Video needs more work, but you can play with image prediction using this branch:
https://github.com/facebookresearch/sam3/compare/main...jveitchmichaelis:sam3:device-agnostic
Some of the analysis is not quite correct, for example you cite nms as a blocker, while it has an explicit cpu fallback: https://github.com/facebookresearch/sam3/blob/84cc43bca4347b772f17d1078a1ddb4c054655c2/sam3/perflib/nms.py#L63-L71
On a more general note, I think it would be quite easy to make the image predictor backend-agnostic (though we can't promise support for additional backends, especially those we don't have access to). If you want to submit a PR for this we'll gladly accept it. For the video predictor, it would be a far more complicated endeavor, since the current predictor is highly optimized for the multi-gpu setting. We do not have plans to support this in the near future.
Thanks @jveitchmichaelis for the branch! I pulled it locally on a 36GB M3 MBP and can confirm the image predictor notebook (and a simple CLI) run fine on the MPS backend with PYTORCH_ENABLE_MPS_FALLBACK=1.
One extra tweak I needed was to guard the decoder FFN autocast block so it doesn’t call torch.amp.autocast(device_type=...) on unsupported devices (wrap it in a nullcontext() when tgt.device.type isn’t cuda or cpu). Without that, the image predictor hits a RuntimeError: unsupported scalarType on MPS. I can submit that as part of a small PR.

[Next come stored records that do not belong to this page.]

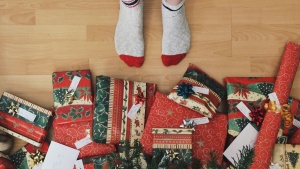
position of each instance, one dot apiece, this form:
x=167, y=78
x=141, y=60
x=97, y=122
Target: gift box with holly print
x=114, y=100
x=23, y=119
x=29, y=156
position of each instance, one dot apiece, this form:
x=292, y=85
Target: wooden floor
x=229, y=38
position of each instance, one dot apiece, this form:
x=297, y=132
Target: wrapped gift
x=30, y=156
x=23, y=119
x=116, y=99
x=286, y=156
x=207, y=138
x=199, y=92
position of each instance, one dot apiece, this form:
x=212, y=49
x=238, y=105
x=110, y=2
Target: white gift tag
x=79, y=164
x=296, y=123
x=244, y=109
x=83, y=142
x=199, y=121
x=201, y=90
x=74, y=83
x=133, y=110
x=26, y=114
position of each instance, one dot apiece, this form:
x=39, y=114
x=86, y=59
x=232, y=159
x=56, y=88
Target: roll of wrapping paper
x=268, y=132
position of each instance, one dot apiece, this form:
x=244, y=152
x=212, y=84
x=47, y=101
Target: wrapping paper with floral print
x=114, y=99
x=11, y=121
x=205, y=104
x=206, y=137
x=24, y=158
x=268, y=132
x=286, y=156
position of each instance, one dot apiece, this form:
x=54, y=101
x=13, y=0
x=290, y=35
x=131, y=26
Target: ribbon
x=184, y=90
x=13, y=109
x=188, y=124
x=139, y=98
x=69, y=96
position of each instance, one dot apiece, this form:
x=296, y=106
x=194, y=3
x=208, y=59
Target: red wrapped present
x=23, y=119
x=207, y=137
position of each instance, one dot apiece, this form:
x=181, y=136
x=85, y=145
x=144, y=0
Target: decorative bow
x=69, y=96
x=184, y=90
x=257, y=115
x=139, y=98
x=13, y=109
x=188, y=124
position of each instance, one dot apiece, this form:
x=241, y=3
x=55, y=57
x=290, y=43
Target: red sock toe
x=169, y=60
x=132, y=60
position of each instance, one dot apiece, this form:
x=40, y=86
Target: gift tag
x=244, y=109
x=133, y=110
x=201, y=90
x=26, y=114
x=79, y=164
x=83, y=142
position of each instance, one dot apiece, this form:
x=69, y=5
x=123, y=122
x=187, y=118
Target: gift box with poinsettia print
x=23, y=119
x=207, y=138
x=29, y=156
x=115, y=100
x=199, y=92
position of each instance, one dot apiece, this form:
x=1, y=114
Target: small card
x=79, y=164
x=246, y=138
x=26, y=114
x=60, y=157
x=201, y=90
x=244, y=109
x=83, y=142
x=134, y=109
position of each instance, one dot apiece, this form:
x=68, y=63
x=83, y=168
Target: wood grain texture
x=229, y=38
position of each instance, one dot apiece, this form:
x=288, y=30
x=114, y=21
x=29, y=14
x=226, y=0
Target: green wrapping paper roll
x=267, y=136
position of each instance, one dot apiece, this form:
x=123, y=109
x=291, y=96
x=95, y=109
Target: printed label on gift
x=244, y=109
x=199, y=121
x=201, y=90
x=83, y=142
x=26, y=114
x=74, y=83
x=296, y=123
x=79, y=164
x=134, y=109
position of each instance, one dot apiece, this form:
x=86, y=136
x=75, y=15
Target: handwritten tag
x=244, y=109
x=83, y=142
x=26, y=114
x=79, y=164
x=74, y=83
x=199, y=121
x=201, y=90
x=134, y=109
x=296, y=123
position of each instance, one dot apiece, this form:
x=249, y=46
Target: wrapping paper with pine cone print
x=206, y=137
x=14, y=123
x=267, y=136
x=286, y=156
x=114, y=98
x=24, y=157
x=206, y=105
x=73, y=123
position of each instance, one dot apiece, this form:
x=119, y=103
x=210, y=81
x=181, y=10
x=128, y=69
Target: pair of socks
x=129, y=40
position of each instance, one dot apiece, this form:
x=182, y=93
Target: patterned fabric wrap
x=266, y=138
x=206, y=105
x=286, y=156
x=177, y=139
x=22, y=158
x=206, y=137
x=32, y=132
x=114, y=98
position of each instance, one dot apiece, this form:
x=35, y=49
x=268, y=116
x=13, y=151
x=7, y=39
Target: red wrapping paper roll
x=267, y=135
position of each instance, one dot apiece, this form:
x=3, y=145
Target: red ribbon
x=139, y=98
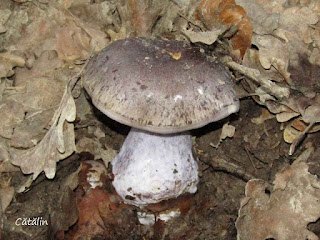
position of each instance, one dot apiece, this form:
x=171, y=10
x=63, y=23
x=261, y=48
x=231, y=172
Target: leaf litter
x=272, y=49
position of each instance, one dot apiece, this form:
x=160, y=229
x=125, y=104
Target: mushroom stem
x=153, y=167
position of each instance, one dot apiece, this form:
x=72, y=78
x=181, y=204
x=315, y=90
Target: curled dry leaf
x=57, y=144
x=220, y=14
x=265, y=115
x=286, y=116
x=207, y=37
x=285, y=213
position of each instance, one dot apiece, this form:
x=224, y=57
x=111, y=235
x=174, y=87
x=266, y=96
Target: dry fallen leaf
x=57, y=144
x=220, y=14
x=265, y=115
x=285, y=212
x=227, y=131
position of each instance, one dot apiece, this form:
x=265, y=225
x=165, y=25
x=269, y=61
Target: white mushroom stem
x=153, y=167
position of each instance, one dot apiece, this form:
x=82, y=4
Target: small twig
x=249, y=156
x=223, y=165
x=255, y=75
x=301, y=136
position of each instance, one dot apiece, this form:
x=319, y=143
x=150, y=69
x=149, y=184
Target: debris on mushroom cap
x=159, y=86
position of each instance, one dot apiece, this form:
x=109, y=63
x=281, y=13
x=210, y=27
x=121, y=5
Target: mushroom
x=161, y=89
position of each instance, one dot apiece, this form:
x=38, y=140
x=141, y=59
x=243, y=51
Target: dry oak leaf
x=57, y=144
x=219, y=13
x=285, y=213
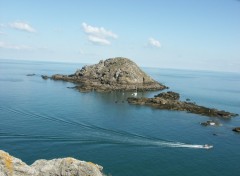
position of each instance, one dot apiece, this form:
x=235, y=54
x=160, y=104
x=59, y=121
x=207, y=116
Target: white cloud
x=98, y=35
x=22, y=26
x=4, y=45
x=98, y=40
x=154, y=43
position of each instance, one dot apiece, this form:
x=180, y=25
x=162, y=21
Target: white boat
x=206, y=146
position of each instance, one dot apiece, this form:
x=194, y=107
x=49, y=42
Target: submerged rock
x=170, y=101
x=210, y=123
x=112, y=74
x=11, y=166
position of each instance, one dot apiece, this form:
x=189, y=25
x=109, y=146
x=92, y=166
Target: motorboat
x=206, y=146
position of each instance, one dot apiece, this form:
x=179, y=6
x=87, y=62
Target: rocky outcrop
x=237, y=129
x=112, y=74
x=170, y=101
x=11, y=166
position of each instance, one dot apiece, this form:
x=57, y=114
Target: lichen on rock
x=11, y=166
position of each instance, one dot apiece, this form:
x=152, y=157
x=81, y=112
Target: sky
x=179, y=34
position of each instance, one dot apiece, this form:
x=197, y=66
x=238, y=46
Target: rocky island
x=111, y=74
x=11, y=166
x=170, y=101
x=123, y=74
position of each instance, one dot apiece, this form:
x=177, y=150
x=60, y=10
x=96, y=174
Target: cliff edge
x=11, y=166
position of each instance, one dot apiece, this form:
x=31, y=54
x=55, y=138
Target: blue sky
x=183, y=34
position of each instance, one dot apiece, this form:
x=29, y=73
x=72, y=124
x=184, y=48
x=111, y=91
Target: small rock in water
x=237, y=129
x=31, y=74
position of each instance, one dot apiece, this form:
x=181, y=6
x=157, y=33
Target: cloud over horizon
x=154, y=43
x=22, y=26
x=98, y=35
x=5, y=45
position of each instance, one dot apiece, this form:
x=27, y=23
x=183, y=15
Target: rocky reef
x=11, y=166
x=111, y=74
x=170, y=101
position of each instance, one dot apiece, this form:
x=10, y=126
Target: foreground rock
x=170, y=101
x=111, y=74
x=237, y=129
x=11, y=166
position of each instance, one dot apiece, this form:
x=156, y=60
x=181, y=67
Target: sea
x=46, y=119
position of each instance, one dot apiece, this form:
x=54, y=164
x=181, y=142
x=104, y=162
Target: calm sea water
x=43, y=119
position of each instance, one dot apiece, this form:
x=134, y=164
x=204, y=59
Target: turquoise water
x=45, y=119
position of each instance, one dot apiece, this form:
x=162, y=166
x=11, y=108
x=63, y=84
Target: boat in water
x=206, y=146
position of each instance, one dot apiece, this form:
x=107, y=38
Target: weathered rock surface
x=112, y=74
x=11, y=166
x=170, y=101
x=237, y=129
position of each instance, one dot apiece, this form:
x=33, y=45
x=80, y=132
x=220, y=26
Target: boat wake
x=91, y=134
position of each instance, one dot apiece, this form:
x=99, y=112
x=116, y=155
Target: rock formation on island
x=111, y=74
x=170, y=101
x=11, y=166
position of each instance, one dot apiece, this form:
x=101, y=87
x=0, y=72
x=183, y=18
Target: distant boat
x=206, y=146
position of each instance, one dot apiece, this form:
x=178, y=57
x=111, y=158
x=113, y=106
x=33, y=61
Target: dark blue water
x=45, y=119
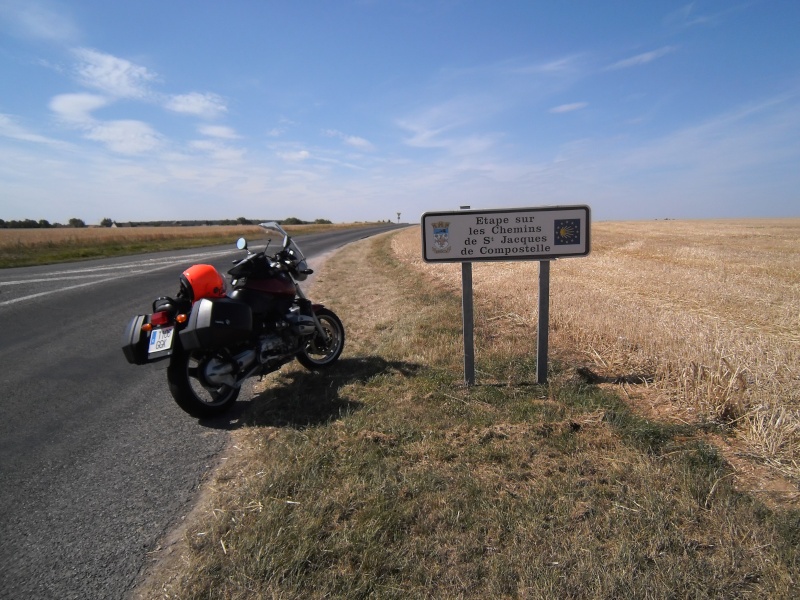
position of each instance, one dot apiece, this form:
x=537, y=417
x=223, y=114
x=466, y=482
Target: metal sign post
x=504, y=234
x=468, y=321
x=544, y=321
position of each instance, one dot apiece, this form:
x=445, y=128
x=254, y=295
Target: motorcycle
x=215, y=339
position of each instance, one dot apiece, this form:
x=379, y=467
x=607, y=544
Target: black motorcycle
x=215, y=339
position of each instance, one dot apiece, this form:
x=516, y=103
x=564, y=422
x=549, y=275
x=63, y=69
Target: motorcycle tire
x=194, y=395
x=318, y=353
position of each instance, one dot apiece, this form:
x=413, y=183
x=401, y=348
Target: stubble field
x=633, y=473
x=703, y=317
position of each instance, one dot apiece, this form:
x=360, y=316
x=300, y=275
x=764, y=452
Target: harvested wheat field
x=694, y=321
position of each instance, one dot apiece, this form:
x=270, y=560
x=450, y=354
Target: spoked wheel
x=322, y=352
x=192, y=391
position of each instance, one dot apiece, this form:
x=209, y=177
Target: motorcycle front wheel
x=322, y=352
x=192, y=392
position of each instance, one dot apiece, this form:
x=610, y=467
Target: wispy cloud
x=218, y=151
x=126, y=136
x=641, y=59
x=294, y=155
x=115, y=76
x=563, y=108
x=206, y=105
x=351, y=140
x=76, y=109
x=219, y=131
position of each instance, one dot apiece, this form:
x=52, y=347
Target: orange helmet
x=203, y=281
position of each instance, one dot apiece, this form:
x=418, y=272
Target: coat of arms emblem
x=441, y=241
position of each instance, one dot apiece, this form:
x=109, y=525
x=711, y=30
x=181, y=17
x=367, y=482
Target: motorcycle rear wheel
x=192, y=392
x=319, y=353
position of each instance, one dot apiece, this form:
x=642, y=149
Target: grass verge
x=387, y=478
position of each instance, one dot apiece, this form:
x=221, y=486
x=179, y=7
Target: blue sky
x=359, y=109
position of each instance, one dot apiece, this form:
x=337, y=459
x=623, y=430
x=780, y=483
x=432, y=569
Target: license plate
x=160, y=340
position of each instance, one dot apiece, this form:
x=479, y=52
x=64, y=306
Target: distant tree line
x=107, y=222
x=40, y=224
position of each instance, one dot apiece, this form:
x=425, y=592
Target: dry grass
x=708, y=311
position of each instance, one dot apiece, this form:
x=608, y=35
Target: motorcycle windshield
x=271, y=230
x=273, y=227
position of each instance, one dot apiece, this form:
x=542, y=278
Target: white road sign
x=542, y=233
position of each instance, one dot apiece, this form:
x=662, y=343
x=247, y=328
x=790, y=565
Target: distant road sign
x=542, y=233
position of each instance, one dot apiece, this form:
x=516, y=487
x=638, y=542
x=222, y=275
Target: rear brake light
x=159, y=318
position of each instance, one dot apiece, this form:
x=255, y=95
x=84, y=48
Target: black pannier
x=216, y=323
x=134, y=340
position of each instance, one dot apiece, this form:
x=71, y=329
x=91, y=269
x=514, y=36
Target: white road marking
x=144, y=267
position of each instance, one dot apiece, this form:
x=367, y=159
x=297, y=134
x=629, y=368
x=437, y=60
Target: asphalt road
x=97, y=462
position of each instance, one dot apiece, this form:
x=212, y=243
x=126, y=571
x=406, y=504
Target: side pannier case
x=134, y=341
x=216, y=323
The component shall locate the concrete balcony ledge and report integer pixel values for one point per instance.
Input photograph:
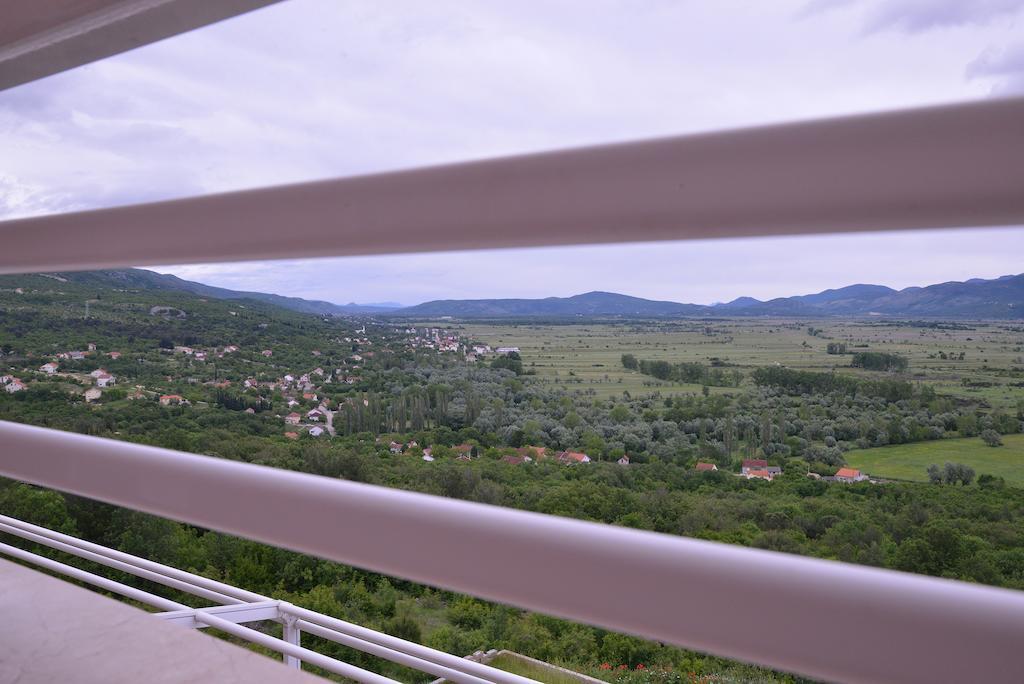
(53, 631)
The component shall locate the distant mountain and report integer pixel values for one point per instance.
(591, 303)
(977, 298)
(140, 279)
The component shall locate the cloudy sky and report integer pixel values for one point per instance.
(318, 88)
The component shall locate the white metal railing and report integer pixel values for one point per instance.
(816, 617)
(236, 607)
(949, 166)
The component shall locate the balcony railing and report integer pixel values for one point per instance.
(939, 167)
(235, 607)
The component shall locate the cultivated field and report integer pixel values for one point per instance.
(910, 461)
(587, 356)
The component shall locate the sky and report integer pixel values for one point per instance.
(311, 89)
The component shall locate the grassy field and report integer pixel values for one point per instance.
(587, 356)
(909, 461)
(524, 668)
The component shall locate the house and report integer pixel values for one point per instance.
(753, 464)
(850, 475)
(572, 458)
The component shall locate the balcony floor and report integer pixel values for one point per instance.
(52, 631)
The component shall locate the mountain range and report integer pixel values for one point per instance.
(976, 298)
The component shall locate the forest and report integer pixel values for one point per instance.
(388, 382)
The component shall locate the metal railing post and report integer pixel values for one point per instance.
(293, 635)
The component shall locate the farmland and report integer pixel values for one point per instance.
(587, 356)
(909, 461)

My use case is auto-labeling images for YOLO datasets, so having per-image inference on local Apple Silicon hardware is already super helpful. I’m happy to contribute a PR that combines the device-agnostic fixes + a small sample script (e.g., run SAM3 on example.png and emit masks/boxes) so others can replicate the workflow. Let me know if that would be welcome.
@trothe great! I submitted a PR already and I can add the other decoder fix. What exactly triggers it, so I can replicate? Sounds like it might be an M3 problem? (Similar to the op that should have worked with fallback).
Thanks for cutting PR #173. I tested the branch on an M3 MBP (PyTorch Metal build) with PYTORCH_ENABLE_MPS_FALLBACK=1. Image predictor runs, but there’s still one MPS-only crash:
- TransformerDecoderLayer.forward_ffn calls torch.amp.autocast(device_type='mps', enabled=False), which raises RuntimeError: unsupported scalarType. MPS doesn’t support that autocast context.
Minimal fix that works here:
# sam3/model/decoder.py
+from contextlib import nullcontext
def forward_ffn(self, tgt):
- with torch.amp.autocast(device_type=tgt.device.type, enabled=False):
+ device_type = tgt.device.type
+ if device_type in {"cuda", "cpu"}:
+ autocast_ctx = torch.amp.autocast(device_type=device_type, enabled=False)
+ else:
+ autocast_ctx = nullcontext()
+
+ with autocast_ctx:
tgt2 = self.linear2(self.dropout3(self.activation(self.linear1(tgt))))
tgt = tgt + self.dropout4(tgt2)
tgt = self.norm3(tgt)
With that guard in place, the image predictor completes on MPS. Feel free to cherry-pick or I can open a small follow-up PR if you prefer.
@trothe I've rebased + added your fix, let me know if it works now (I don't have a machine to replicate it).